Rien n’aurait été possible sans [Romuald]. J’aurais juste envie de lui dire merci
Phagothérapie: une nouvelle arme contre les infections résistantes
José Vidal a souffert de surinfections pulmonaires dues à une bactérie résistante aux antibiotiques. Avec la phagothérapie, il a pu échapper à son état critique. Ce traitement utilise des virus ciblant spécifiquement des bactéries pathogènes.
Une collaboration avec l'Université de Yale a permis de trouver un phage spécifique à sa souche bactérienne, un traitement administré par inhalation et autorisé seulement à titre compassionnel, qui a permis à José de retrouver sa santé. Yolanda Gago, sa sœur, commente: "C’était vraiment quelque chose d’inespéré. Ça a été un changement radical, spectaculaire, il est revenu d’entre les morts… "
C’était vraiment quelque chose d’inespéré. Il est revenu d'entre les morts
Grâce à la phagothérapie, José Vidal a pu reprendre sa vie, il donne aujourd’hui des cours à des jeunes en apprentissage. Mais José n’est pas à l’abri d’une rechute, des bactéries sont peut-être encore logées dans le fond de ses poumons.
L’idéal serait qu’il puisse recevoir une phagothérapie en préventif, mais pour l’instant, les phages ne sont pas reconnus comme médicament par Swissmedic.
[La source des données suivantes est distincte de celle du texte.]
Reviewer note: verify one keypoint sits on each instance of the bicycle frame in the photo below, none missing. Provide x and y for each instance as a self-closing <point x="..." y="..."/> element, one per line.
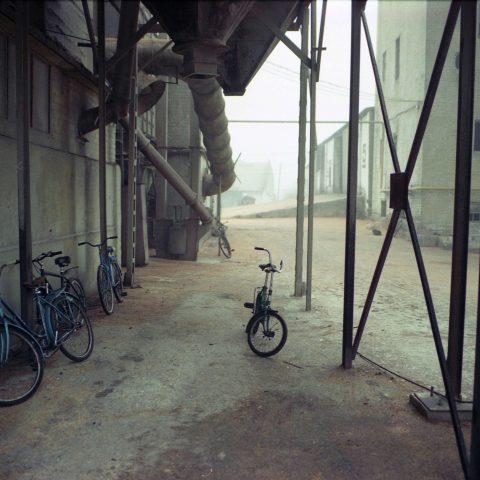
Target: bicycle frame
<point x="10" y="317"/>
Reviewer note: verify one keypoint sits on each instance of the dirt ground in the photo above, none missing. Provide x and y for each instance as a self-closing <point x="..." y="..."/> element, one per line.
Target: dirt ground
<point x="172" y="390"/>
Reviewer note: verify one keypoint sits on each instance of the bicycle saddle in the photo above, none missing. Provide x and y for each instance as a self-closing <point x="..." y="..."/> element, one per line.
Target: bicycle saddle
<point x="63" y="261"/>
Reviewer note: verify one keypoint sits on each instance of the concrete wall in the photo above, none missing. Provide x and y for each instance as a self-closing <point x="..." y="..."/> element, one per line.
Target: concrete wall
<point x="64" y="177"/>
<point x="419" y="26"/>
<point x="176" y="233"/>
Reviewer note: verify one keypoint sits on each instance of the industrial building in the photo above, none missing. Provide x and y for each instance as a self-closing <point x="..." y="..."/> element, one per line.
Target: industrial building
<point x="112" y="123"/>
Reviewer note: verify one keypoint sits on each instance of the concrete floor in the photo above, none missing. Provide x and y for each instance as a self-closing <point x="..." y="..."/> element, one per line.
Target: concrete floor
<point x="172" y="390"/>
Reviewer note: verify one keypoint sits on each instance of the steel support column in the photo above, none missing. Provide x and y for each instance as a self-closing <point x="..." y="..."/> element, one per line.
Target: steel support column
<point x="313" y="150"/>
<point x="131" y="180"/>
<point x="466" y="90"/>
<point x="23" y="156"/>
<point x="91" y="34"/>
<point x="102" y="167"/>
<point x="474" y="470"/>
<point x="349" y="280"/>
<point x="302" y="139"/>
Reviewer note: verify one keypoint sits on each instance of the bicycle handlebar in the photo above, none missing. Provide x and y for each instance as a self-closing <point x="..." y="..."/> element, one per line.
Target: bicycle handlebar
<point x="44" y="255"/>
<point x="98" y="244"/>
<point x="270" y="264"/>
<point x="16" y="262"/>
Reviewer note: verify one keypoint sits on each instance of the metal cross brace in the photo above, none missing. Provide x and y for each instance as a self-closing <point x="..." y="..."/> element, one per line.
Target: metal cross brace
<point x="399" y="202"/>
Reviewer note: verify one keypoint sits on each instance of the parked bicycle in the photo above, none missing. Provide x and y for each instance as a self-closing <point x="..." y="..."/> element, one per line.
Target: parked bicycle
<point x="71" y="284"/>
<point x="109" y="276"/>
<point x="266" y="330"/>
<point x="218" y="230"/>
<point x="62" y="325"/>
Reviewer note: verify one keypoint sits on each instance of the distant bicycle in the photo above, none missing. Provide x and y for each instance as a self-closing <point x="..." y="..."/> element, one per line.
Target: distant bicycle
<point x="71" y="284"/>
<point x="266" y="330"/>
<point x="109" y="276"/>
<point x="218" y="230"/>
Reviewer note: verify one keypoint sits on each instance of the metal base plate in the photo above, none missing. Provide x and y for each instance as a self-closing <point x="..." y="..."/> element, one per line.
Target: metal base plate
<point x="436" y="408"/>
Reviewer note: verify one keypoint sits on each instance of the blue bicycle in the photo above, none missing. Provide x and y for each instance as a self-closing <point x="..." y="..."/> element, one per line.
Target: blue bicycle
<point x="109" y="276"/>
<point x="62" y="324"/>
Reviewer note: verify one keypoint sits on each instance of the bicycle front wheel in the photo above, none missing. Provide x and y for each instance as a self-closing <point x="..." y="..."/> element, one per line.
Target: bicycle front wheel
<point x="224" y="245"/>
<point x="72" y="328"/>
<point x="117" y="281"/>
<point x="267" y="333"/>
<point x="105" y="290"/>
<point x="21" y="366"/>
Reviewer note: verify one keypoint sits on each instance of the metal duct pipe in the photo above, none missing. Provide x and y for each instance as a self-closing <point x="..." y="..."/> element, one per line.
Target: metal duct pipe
<point x="171" y="175"/>
<point x="123" y="71"/>
<point x="210" y="107"/>
<point x="158" y="59"/>
<point x="117" y="105"/>
<point x="147" y="98"/>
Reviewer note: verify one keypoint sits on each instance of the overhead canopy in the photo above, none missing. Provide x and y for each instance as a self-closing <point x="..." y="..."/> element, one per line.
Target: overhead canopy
<point x="225" y="38"/>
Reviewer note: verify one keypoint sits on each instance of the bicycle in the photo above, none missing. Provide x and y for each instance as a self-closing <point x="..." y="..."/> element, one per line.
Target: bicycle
<point x="266" y="330"/>
<point x="218" y="230"/>
<point x="23" y="349"/>
<point x="72" y="285"/>
<point x="109" y="276"/>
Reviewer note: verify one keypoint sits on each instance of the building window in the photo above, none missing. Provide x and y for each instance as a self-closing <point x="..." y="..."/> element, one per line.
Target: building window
<point x="40" y="95"/>
<point x="397" y="58"/>
<point x="3" y="77"/>
<point x="384" y="66"/>
<point x="476" y="136"/>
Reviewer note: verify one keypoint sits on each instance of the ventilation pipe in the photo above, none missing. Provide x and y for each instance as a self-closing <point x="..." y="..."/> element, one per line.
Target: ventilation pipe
<point x="117" y="105"/>
<point x="155" y="57"/>
<point x="210" y="107"/>
<point x="171" y="175"/>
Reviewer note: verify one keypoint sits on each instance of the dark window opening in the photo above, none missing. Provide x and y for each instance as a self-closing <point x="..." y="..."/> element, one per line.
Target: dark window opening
<point x="40" y="95"/>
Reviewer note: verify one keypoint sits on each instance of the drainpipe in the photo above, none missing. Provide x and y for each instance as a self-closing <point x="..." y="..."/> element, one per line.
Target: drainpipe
<point x="147" y="99"/>
<point x="155" y="57"/>
<point x="210" y="107"/>
<point x="173" y="178"/>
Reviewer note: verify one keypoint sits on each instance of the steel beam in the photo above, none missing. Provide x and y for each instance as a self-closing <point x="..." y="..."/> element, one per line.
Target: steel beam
<point x="474" y="471"/>
<point x="432" y="87"/>
<point x="438" y="342"/>
<point x="313" y="150"/>
<point x="131" y="180"/>
<point x="282" y="37"/>
<point x="350" y="234"/>
<point x="458" y="292"/>
<point x="23" y="156"/>
<point x="381" y="96"/>
<point x="302" y="139"/>
<point x="102" y="179"/>
<point x="91" y="34"/>
<point x="320" y="38"/>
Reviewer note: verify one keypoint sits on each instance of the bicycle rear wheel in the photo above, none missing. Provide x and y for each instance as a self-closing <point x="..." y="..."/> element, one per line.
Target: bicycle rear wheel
<point x="21" y="366"/>
<point x="105" y="290"/>
<point x="267" y="333"/>
<point x="75" y="286"/>
<point x="224" y="245"/>
<point x="72" y="327"/>
<point x="117" y="281"/>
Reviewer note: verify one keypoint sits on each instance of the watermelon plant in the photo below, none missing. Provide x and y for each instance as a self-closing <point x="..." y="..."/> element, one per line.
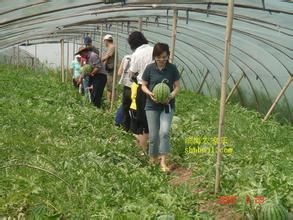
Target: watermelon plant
<point x="63" y="159"/>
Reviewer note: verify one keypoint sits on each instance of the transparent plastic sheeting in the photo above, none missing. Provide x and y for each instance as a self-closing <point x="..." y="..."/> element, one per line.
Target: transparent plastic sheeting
<point x="262" y="39"/>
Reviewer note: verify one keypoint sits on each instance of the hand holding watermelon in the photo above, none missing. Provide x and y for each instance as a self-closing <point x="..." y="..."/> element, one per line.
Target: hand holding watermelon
<point x="152" y="96"/>
<point x="86" y="69"/>
<point x="161" y="92"/>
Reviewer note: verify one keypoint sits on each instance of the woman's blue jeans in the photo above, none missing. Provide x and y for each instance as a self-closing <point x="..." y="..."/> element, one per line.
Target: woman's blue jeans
<point x="159" y="124"/>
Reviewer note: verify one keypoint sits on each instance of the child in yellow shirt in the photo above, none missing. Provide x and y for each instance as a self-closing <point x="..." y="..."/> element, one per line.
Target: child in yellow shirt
<point x="132" y="111"/>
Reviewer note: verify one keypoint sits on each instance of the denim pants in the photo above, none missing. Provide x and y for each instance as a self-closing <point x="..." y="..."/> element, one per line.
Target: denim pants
<point x="85" y="84"/>
<point x="159" y="123"/>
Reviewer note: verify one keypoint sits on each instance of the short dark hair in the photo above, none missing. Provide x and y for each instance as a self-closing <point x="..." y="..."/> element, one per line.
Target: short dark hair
<point x="160" y="48"/>
<point x="136" y="39"/>
<point x="110" y="40"/>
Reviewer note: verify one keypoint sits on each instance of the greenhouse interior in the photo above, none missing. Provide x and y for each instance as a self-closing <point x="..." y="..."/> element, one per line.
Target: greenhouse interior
<point x="89" y="127"/>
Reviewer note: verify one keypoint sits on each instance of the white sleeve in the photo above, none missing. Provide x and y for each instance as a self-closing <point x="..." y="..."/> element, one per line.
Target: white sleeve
<point x="133" y="65"/>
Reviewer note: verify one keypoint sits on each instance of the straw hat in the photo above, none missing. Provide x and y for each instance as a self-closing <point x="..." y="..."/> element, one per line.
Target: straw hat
<point x="81" y="49"/>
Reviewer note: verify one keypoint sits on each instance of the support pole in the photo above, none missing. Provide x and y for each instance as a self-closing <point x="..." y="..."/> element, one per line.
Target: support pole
<point x="62" y="60"/>
<point x="101" y="43"/>
<point x="229" y="24"/>
<point x="139" y="24"/>
<point x="73" y="48"/>
<point x="174" y="31"/>
<point x="67" y="68"/>
<point x="14" y="56"/>
<point x="36" y="53"/>
<point x="278" y="98"/>
<point x="17" y="56"/>
<point x="234" y="88"/>
<point x="202" y="83"/>
<point x="115" y="69"/>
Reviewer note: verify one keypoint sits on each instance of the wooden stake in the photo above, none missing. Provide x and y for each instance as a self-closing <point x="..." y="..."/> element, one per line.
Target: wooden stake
<point x="229" y="24"/>
<point x="62" y="60"/>
<point x="115" y="69"/>
<point x="202" y="83"/>
<point x="234" y="88"/>
<point x="139" y="24"/>
<point x="174" y="31"/>
<point x="278" y="98"/>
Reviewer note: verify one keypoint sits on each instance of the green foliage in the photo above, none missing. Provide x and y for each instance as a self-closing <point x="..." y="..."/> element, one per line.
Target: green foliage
<point x="86" y="69"/>
<point x="61" y="158"/>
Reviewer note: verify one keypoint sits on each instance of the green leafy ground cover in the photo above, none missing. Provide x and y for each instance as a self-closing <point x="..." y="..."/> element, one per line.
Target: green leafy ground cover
<point x="63" y="158"/>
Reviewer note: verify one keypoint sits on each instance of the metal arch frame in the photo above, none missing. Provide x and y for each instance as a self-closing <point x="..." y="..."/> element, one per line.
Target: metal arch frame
<point x="124" y="9"/>
<point x="277" y="80"/>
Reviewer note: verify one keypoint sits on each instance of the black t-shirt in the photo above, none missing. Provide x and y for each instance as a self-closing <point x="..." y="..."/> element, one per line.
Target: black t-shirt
<point x="153" y="76"/>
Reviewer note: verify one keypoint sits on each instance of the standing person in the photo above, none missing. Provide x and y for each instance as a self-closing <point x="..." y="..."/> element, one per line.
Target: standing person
<point x="75" y="71"/>
<point x="88" y="43"/>
<point x="108" y="59"/>
<point x="132" y="110"/>
<point x="98" y="76"/>
<point x="125" y="80"/>
<point x="159" y="115"/>
<point x="142" y="56"/>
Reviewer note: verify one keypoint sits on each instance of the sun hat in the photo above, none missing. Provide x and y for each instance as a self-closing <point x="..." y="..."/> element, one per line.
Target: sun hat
<point x="81" y="49"/>
<point x="108" y="37"/>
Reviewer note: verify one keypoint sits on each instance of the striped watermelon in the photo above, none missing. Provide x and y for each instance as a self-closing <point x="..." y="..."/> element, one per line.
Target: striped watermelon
<point x="161" y="91"/>
<point x="86" y="69"/>
<point x="273" y="211"/>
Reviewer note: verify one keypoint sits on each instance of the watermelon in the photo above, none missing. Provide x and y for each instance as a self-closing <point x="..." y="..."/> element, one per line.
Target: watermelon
<point x="273" y="211"/>
<point x="86" y="69"/>
<point x="166" y="217"/>
<point x="161" y="91"/>
<point x="175" y="122"/>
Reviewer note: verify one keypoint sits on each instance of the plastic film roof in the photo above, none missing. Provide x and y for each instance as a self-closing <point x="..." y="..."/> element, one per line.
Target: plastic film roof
<point x="262" y="38"/>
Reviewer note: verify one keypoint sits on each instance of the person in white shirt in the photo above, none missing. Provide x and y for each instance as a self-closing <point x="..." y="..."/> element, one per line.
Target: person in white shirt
<point x="125" y="80"/>
<point x="142" y="56"/>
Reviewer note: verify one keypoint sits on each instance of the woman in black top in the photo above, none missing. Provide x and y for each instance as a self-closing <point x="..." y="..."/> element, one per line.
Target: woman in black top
<point x="159" y="116"/>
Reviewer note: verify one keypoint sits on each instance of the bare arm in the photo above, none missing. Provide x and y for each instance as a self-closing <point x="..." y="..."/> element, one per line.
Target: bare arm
<point x="120" y="70"/>
<point x="145" y="89"/>
<point x="176" y="89"/>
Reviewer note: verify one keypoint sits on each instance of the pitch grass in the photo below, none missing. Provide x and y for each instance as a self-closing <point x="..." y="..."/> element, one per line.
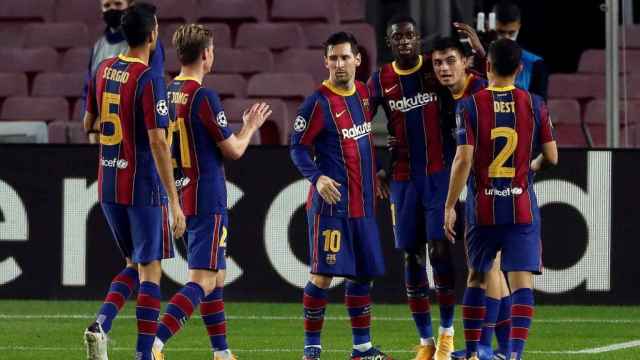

Ce qui provoque de la frustration chez José: "Je suis la preuve vivante que ça fonctionne, donc je ne comprends pas qu’en ayant une thérapie qui peut m’aider ou qui peut me sauver, elle ne puisse pas m’être donnée parce qu'il manque un coup de tampon des autorités, c’est très frustrant."
Immunothérapie contre le mélanome métastatique
Béatrice Thurnherr illustre les avancées de l'immunothérapie pour traiter des cancers jusqu'ici considérés incurables. Face à un mélanome métastatique avancé, elle a reçu une immunothérapie qui a permis à son propre système immunitaire de cibler les cellules cancéreuses. Bien que cette approche ait entraîné des complications, les résultats restent prometteurs.
Si l’immunothérapie change la donne pour certains patients atteints d’un mélanome métastatique, un cancer non guérissable jusqu’ici, elle est aussi révolutionnaire pour les oncologues. Ils ont un outil de plus dans leur arsenal thérapeutique. "On n’avait pratiquement aucun patient qu'on arrivait à guérir d'un mélanome métastatique. Et maintenant probablement qu'on en guérit plus de 50%, donc c'est une révolution exceptionnelle", complète le professeur Olivier Michielin, médecin chef au département d’oncologie des HUG. La mauvaise nouvelle, c'est que malheureusement, cette thérapie n’a pas les mêmes résultats sur d’autres types de cancer.
Maintenant probablement qu'on guérit plus de 50% des mélanomes métastatiques, donc c'est une révolution exceptionnelle
Ces récits de rémissions extraordinaires ou inexpliquées permettent d’ouvrir de nouvelles pistes de recherche. Chaque guérison extraordinaire permet une meilleure compréhension de la maladie, un espoir de traitement. Mais en se faisant traiter, tous les patients se mettent finalement au service de la recherche. Grâce à eux, la médecine pourra offrir une meilleure prise en charge aux patients de demain.